Do your engagement pics (or add another e-pic session) and have those pictures displayed at your wedding.

And think about it, these people seemed to have asked you in a kind manner, and didn’t throw a fit and rage over it. With that said I think you *should* in my opinion do the change.

Post # 9
Member
1110 posts
Bumble bee
  • Wedding: September 2011

I agree that you just have to suck it up and wear it or say you don’t want to. Personally, I would change later in the night when people are super drunk and your dress is all sweaty anyways hahaha

If not, wear it to the rehearsal. I think engagement pics are supposed to show you who you are as a couple, so to have you wearing a traditional Korean gown may not look that natural.

The way you wrote it in the OP sounds like they just asked if you would… which leads me to think this may be pressure you’re putting on yourself. His family may understand completely that you love your dress and you don’t want to take it off. Just say that.

Post # 10
Member
3461 posts
Sugar bee
  • Wedding: May 2012

If the brother’s wife didn’t wear it, I don’t think that you should feel that a question about whether you will wear it is pressure to do so.  Just ask FI’s family again about it and find out.  If they do want you to, suggest rehearsal dinner as a great compromise.

Post # 11
Member
432 posts
Helper bee

I agree with the previous poster who wrote that you are not Korean. I see no reason why you should wear something that is not part of your culture. Of course, I am not politically correct and I come from a country where it is not considered rude to speak one’s mind. Scots and Brits are known to be very frank and very direct. We never beat around the bush :-).

Post # 12
Member
7300 posts
Busy Beekeeper
  • Wedding: September 2012

I would ask your Fiance. If it’s important to him, then you should find a way to do it. If he doesn’t care, then I wouldn’t do it for the wedding. Maybe I would do it for the Rehearsal Dinner.

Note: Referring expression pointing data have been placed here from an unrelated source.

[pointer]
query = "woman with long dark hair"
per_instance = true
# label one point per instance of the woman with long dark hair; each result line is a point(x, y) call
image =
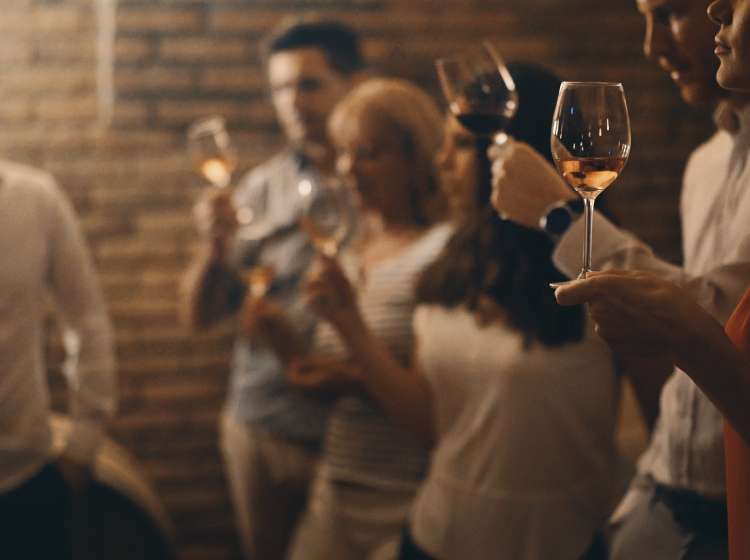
point(517, 394)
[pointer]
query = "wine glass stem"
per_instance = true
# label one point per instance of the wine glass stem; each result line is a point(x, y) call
point(588, 212)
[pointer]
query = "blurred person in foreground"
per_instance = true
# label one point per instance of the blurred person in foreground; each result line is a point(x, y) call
point(677, 504)
point(44, 254)
point(671, 323)
point(516, 396)
point(270, 435)
point(386, 133)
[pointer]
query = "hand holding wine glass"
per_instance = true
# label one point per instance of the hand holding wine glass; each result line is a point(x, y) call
point(327, 213)
point(214, 157)
point(480, 91)
point(590, 143)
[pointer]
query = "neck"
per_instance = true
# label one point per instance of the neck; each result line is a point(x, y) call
point(738, 100)
point(320, 154)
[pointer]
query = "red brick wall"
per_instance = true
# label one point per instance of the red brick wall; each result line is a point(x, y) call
point(181, 59)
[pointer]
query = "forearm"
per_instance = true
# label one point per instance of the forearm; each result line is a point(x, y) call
point(717, 290)
point(402, 392)
point(205, 291)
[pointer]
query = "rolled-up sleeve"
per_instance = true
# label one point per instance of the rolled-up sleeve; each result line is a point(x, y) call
point(87, 332)
point(718, 290)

However, I don’t agree that since you aren’t Korean, that you should just blow off their traditions. You see photos all the time of mixed weddings. My friend is white and still wore traditional Indian clothing and had her hands done in henna. Then at the reception she changed into her big white gown.

I’m not Japanese, but we are having a traditional Japanese Buddhist ceremony (private) after our wedding. Nothing wrong with it. Mr. Tattoo isn’t Buddhist, but he doesn’t mind it. He’s most excited about the sake ceremony. lol

Post # 14
Member
7416 posts
Busy Beekeeper
  • Wedding: November 1999

@vmec: Agreed! No bride is present for 100% of the reception. The no bathroom breaks is not only a pretty flimsy excuse but theres no way you can say that will any certainity (unless your gonna wear some depends). You not a bad guy. If you don’t want to fine, but don’t use that as an argument. And I totally won’t do my first look in the Korean outfit either, but there is room for compromise, if you wan to.  Personally I would welcome a dress change and would love to give a nod to my FH’s culture.

Post # 15
Bee
91 posts
Worker bee
  • Wedding: October 2011 - Catholic church followed by a botanical conservatory

If you don’t want to wear the dress, I wouldn’t. It seems a little unfair that their other daughter-in-law didn’t do it and they would expect you to. I mean, if you were super excited to wear the dress it would be one thing, but if it’s a big stress and you don’t feel as happy wearing the Korean dress, I don’t think that’s a good use of the cultural tradition either. (I don’t like when people feel SO forced to do something).

If it’s not a big issue, I wouldn’t worry about it too much. See how Fiance feels. How late is your wedding? Maybe you could change into the dress for a send off if you really want?

But if the dress is not for you and you are incorporating ALL these other parts of the culture, I don’t see why you should feel bad about skipping the dress.